EAST ST. LOUIS - Federal judge Phil Gilbert granted in part and denied in part dismissal in an age discrimination suit alleging a woman was told she was being replaced by a younger mind.
Plaintiff Evelyn Henderson filed a discrimination suit against Parks Aviation Holdings (Ideal), alleging violation of the Age Discrimination in Employment Act (ADEA) and the Illinois Human Rights Act (IHRA).
According to her complaint, Henderson alleges she was given notice on Feb. 24, 2015, that she would be dismissed and replaced by a computer run by a younger staffer. She was later fired on March 6, 2015.
She filed a discrimination complaint on Aug. 31, 2015, with the federal Equal Employment Opportunity Commission (EEOC). She claims she had grounds to file a civil action suit against the defendant for age discrimination based on administrative remedies.
After receiving approval, she then filed a lawsuit.
The defendant denies the allegations, arguing that based on the number of employees they retain and when her case was filed, she had no case against them.
In his Nov. 7 order, Gilbert held that though Henderson had sufficiently plead her claims, she had no proof of her former employer's staff count.
“It is true that the ADEA applies only to employers with at least 20 employees, and that the IHRA applies only to employers with at least 15 employees,” Gilbert wrote. “It is also true that Henderson did not allege in her pleading any facts showing Ideal qualifies as an employer covered by the ADEA or the IHRA.”
Gilbert penned a warning to the defendant, informing it that if it did employ an adequate number of employees subjecting them to the ADEA and IHRA statutes when Henderson was fired, "the Court encourages it to file a motion for summary judgment on the issue as soon as possible."
Gilbert agreed that the claim was not filed in a timely manner.

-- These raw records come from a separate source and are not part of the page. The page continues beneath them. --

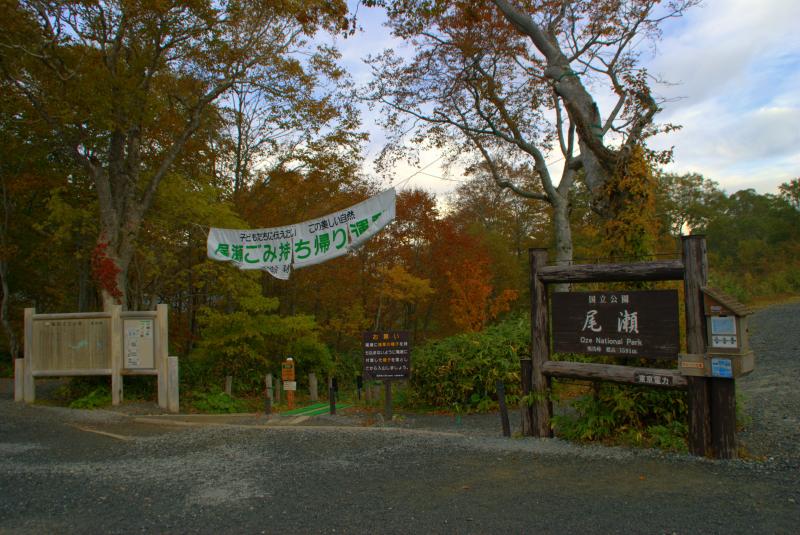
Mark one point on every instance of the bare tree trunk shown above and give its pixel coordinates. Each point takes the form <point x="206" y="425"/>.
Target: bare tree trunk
<point x="563" y="236"/>
<point x="13" y="344"/>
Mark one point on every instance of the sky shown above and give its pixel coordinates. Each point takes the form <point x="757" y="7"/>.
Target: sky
<point x="734" y="73"/>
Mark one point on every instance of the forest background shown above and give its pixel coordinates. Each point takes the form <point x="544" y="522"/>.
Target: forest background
<point x="128" y="129"/>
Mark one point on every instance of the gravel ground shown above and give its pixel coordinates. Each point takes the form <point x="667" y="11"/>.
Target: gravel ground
<point x="65" y="471"/>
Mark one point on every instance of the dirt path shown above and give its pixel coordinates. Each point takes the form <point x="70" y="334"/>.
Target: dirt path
<point x="67" y="471"/>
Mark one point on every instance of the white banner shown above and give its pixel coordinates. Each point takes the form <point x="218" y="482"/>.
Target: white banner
<point x="314" y="241"/>
<point x="269" y="249"/>
<point x="330" y="236"/>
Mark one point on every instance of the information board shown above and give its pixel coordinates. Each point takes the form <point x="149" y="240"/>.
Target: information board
<point x="139" y="344"/>
<point x="623" y="324"/>
<point x="387" y="355"/>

Henderson argues she had 300 days to file the claim, but Gilbert wrote that the claim must be filed within 180 days of the date of the alleged civil rights violation.

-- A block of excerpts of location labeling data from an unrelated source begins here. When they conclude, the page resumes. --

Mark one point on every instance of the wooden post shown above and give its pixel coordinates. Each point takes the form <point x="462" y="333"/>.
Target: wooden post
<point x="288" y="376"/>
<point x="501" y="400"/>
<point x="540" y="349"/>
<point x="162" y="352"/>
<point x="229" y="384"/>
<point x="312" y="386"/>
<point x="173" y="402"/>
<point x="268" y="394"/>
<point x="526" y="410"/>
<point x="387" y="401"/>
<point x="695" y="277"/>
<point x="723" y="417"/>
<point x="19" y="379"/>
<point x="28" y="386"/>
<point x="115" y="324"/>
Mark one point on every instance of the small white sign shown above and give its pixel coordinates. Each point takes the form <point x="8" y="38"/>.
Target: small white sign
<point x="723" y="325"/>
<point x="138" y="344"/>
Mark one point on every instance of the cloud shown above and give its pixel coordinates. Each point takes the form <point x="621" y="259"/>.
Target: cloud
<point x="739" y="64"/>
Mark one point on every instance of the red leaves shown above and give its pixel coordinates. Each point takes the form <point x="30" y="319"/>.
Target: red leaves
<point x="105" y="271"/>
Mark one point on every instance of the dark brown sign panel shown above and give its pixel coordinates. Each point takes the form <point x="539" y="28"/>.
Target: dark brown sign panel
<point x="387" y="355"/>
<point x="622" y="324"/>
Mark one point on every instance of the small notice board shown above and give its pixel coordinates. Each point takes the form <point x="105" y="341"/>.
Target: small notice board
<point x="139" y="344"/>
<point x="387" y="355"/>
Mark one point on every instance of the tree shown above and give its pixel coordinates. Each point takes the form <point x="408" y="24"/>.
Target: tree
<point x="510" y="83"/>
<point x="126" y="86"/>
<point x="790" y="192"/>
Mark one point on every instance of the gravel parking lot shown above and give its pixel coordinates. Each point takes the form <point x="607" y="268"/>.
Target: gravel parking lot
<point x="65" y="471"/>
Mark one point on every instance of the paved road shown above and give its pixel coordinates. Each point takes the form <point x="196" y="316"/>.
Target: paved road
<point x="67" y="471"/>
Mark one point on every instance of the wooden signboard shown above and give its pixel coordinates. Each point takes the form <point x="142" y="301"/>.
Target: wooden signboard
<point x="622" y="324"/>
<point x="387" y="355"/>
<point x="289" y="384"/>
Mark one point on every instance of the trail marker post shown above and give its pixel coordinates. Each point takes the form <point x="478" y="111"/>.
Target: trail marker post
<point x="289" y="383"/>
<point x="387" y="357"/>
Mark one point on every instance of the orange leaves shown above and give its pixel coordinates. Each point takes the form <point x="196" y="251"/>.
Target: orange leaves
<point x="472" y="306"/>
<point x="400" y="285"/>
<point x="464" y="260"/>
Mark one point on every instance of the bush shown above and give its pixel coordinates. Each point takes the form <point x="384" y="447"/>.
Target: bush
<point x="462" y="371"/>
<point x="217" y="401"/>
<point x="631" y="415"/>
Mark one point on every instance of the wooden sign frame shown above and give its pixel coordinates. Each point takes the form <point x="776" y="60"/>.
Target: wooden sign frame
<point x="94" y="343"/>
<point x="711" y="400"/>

“This is shorter than the 300-day time period for filing a charge to exhaust of administrative remedies prior to a federal discrimination claim in a ‘deferral state’ like Illinois,” Gilbert wrote.
He added that the plaintiff's 300-day argument was only valid for the federal EEOC violation and not her state claims, meaning her claim was filed more than a week late.
“She filed a charge with the EEOC 188 days later, eight days too late to have timely filed a charge to support her claim,” Gilbert wrote.
Gilbert dismissed her age discrimination claim under IHRA without prejudice for failure to exhaust administrative remedies.